Dieser riesige Brocken «Wahrheit» ist es, der unseren Blick auf die komplexen Ursachen des Krieges verstellt. Wir nehmen nicht wahr, dass Menschen für den Krieg dressiert werden. Sie lernen, Krieg zu befürworten. Aus eigener Erfahrung kann ich sagen, dass die Akzeptanz des Krieges oder zumindest die affirmative Haltung gegenüber dem Krieg in uns allen als soziale Lektionen tief verankert sind. In den achtziger Jahren habe ich für die linksrevolutionäre FMLN-Guerrilla im Bürgerkrieg in El Salvador gearbeitet und beobachten können, wie stark junge Männer und Frauen von Waffen und Krieg fasziniert sind. Es ging vordergründig immer um die Legende vom «Kampf für die gerechte Sache». Die meisten legten sich kaum Rechenschaft ab über ihre fundamentaleren Motive: die Mutproben als Stärkung des Selbstwertgefühls, die Flucht vor privaten Problemen oder einer Sinnleere des Alltags, die Erwartung von sozialem Ansehen und Geborgenheit in stabilen militärischen Strukturen, der Respekt vor Autoritäten und die romantische Hoffnung auf die Erfahrung der vielbeschworenen Kameradschaft im Kampf. Viele von ihnen merkten zu spät, dass auch zwischen dem eigenverantwortlichen, freien Denken und dem militärischen Prinzip von Befehl und Gehorsam ein Widerspruch besteht.

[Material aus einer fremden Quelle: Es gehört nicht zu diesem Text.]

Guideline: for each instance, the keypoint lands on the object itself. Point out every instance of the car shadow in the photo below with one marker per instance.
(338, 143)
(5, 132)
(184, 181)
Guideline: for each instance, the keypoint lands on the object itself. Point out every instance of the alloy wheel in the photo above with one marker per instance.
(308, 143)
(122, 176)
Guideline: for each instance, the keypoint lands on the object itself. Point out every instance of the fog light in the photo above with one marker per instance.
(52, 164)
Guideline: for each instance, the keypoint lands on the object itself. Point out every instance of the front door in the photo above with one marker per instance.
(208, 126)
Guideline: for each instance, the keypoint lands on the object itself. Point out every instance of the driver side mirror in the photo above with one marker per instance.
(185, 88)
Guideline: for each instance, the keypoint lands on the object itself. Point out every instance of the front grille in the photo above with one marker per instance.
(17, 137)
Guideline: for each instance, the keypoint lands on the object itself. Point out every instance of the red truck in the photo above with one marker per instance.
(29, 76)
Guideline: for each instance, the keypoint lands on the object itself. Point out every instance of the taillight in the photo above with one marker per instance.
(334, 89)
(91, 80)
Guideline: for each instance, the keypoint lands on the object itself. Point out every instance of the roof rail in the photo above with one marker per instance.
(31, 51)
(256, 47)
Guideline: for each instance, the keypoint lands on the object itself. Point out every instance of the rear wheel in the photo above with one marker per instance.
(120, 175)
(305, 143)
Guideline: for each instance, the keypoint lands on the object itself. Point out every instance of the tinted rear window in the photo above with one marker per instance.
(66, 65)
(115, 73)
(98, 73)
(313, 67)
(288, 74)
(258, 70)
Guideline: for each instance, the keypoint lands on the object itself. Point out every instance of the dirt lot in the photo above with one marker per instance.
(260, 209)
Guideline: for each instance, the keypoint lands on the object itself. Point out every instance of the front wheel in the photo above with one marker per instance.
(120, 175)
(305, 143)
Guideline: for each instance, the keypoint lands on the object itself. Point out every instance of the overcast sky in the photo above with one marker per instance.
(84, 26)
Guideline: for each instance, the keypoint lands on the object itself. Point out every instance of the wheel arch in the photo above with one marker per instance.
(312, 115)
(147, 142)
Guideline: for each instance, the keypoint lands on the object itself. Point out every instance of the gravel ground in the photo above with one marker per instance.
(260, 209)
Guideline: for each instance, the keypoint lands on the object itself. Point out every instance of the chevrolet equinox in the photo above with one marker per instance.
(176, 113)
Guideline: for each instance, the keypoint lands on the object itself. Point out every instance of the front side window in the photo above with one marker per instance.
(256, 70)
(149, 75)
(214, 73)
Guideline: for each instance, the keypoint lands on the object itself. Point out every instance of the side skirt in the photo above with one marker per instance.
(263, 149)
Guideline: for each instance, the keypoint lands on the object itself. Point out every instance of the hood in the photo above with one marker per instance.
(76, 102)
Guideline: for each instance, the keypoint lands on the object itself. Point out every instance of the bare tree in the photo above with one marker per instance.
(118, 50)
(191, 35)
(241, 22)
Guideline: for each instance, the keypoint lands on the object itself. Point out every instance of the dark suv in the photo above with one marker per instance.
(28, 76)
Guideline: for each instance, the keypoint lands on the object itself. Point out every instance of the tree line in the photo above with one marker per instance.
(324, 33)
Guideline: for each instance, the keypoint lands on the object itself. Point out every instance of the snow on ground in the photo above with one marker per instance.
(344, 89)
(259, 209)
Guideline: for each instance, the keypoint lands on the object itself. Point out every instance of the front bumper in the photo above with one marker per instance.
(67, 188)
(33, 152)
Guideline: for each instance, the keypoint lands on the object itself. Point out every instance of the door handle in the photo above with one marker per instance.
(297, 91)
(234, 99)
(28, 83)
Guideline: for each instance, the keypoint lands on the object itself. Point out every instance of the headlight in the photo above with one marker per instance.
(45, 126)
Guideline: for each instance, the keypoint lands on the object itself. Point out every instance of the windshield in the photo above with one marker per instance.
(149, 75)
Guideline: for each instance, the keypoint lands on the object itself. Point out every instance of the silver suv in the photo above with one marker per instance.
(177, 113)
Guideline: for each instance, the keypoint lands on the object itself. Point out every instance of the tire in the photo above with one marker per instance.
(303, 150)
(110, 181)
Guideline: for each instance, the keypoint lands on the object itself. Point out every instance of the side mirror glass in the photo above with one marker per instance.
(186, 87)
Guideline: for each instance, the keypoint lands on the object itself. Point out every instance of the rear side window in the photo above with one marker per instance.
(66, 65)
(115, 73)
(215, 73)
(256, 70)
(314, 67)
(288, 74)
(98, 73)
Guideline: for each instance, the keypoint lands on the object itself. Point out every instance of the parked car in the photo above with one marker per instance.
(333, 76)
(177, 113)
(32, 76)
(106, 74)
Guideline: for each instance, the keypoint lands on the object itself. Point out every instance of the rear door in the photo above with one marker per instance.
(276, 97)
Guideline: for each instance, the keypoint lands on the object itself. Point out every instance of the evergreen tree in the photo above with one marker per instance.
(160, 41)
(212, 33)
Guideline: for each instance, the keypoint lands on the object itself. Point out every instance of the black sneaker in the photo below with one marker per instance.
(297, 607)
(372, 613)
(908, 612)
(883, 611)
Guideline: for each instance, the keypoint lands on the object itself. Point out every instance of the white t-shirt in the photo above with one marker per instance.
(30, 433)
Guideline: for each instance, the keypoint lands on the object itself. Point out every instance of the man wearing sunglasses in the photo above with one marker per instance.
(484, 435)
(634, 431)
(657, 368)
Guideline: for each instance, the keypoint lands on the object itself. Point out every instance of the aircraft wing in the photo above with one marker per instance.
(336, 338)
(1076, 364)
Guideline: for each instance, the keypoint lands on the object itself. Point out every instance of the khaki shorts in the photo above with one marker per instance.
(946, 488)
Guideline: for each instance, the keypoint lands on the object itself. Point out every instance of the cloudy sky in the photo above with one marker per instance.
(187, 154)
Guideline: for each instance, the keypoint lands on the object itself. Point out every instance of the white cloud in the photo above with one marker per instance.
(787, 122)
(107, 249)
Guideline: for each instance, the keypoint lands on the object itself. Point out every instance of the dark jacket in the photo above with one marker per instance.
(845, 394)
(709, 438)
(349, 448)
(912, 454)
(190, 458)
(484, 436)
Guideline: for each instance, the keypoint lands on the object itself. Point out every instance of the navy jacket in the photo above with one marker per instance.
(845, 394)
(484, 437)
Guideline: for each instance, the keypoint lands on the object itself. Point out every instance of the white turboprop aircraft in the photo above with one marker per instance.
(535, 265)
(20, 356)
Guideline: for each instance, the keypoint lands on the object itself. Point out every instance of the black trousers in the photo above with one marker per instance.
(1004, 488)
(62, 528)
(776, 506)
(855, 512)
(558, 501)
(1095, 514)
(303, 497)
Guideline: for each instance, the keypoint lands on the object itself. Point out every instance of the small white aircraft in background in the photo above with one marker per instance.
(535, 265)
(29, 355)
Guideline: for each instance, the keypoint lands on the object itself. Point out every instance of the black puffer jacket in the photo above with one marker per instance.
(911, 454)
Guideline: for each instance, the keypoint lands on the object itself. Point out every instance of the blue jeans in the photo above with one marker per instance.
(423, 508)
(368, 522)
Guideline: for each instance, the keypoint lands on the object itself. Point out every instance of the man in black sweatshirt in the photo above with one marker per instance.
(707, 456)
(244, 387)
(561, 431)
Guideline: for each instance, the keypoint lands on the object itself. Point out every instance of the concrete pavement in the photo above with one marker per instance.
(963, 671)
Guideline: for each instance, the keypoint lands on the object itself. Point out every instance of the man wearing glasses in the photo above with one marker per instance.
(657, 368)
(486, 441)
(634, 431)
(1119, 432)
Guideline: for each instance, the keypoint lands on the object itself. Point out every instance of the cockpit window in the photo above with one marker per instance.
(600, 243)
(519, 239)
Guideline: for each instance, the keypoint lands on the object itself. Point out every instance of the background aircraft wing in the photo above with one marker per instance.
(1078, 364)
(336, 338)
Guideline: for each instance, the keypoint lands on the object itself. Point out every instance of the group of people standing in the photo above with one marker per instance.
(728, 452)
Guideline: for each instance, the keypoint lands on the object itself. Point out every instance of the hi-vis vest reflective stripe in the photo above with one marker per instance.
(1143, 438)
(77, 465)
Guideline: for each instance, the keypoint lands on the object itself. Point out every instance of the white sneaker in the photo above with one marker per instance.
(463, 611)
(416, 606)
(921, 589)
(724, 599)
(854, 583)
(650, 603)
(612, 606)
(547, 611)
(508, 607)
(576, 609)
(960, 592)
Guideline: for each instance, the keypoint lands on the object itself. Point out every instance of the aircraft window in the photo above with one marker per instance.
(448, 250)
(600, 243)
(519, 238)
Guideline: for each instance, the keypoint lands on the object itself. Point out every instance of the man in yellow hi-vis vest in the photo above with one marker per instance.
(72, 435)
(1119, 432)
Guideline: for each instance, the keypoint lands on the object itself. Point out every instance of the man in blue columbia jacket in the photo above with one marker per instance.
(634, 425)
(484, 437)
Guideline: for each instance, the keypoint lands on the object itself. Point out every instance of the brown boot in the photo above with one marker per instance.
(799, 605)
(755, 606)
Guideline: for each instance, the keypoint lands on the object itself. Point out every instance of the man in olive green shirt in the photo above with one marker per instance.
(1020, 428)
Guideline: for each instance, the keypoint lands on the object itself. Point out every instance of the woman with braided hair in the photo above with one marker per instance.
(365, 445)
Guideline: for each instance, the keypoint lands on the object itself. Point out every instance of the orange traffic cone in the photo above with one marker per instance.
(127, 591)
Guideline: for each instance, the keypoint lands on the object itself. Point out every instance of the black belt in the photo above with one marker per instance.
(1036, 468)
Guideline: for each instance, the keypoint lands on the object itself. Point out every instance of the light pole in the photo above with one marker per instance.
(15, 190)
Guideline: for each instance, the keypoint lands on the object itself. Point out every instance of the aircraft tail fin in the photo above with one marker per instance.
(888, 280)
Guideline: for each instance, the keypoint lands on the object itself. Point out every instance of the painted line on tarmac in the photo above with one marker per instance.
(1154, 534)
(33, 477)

Der Philosoph und Sozialpsychologe Erich Fromm kommt in seinem Versuch, Ursachen der beiden Weltkriege zu ergründen, zu dem Schluss, dass der Krieg auf pervertierte Art als soziale Wohltat empfunden werden kann:

«Der Krieg bewirkt bis zu einem gewissen Grad eine Umwertung aller Werte. Er bewirkt, dass tiefeingewurzelte menschliche Impulse wie Altruismus und Solidaritätsgefühl zum Ausdruck kommen – Impulse, die durch den Egoismus und den Konkurrenzkampf des modernen Menschen in Friedenszeiten unterdrückt werden. Klassenunterschiede verschwinden ganz oder doch in beträchtlichem Mass. Im Krieg ist der Mensch wieder Mensch und er hat die Chance, sich auszuzeichnen (…) Dass der Krieg diese positiven Züge aufweist, ist ein trauriger Kommentar zu unserer Zivilisation.» (Erich Fromm. Anatomie der menschlichen Destruktivität. S.241) 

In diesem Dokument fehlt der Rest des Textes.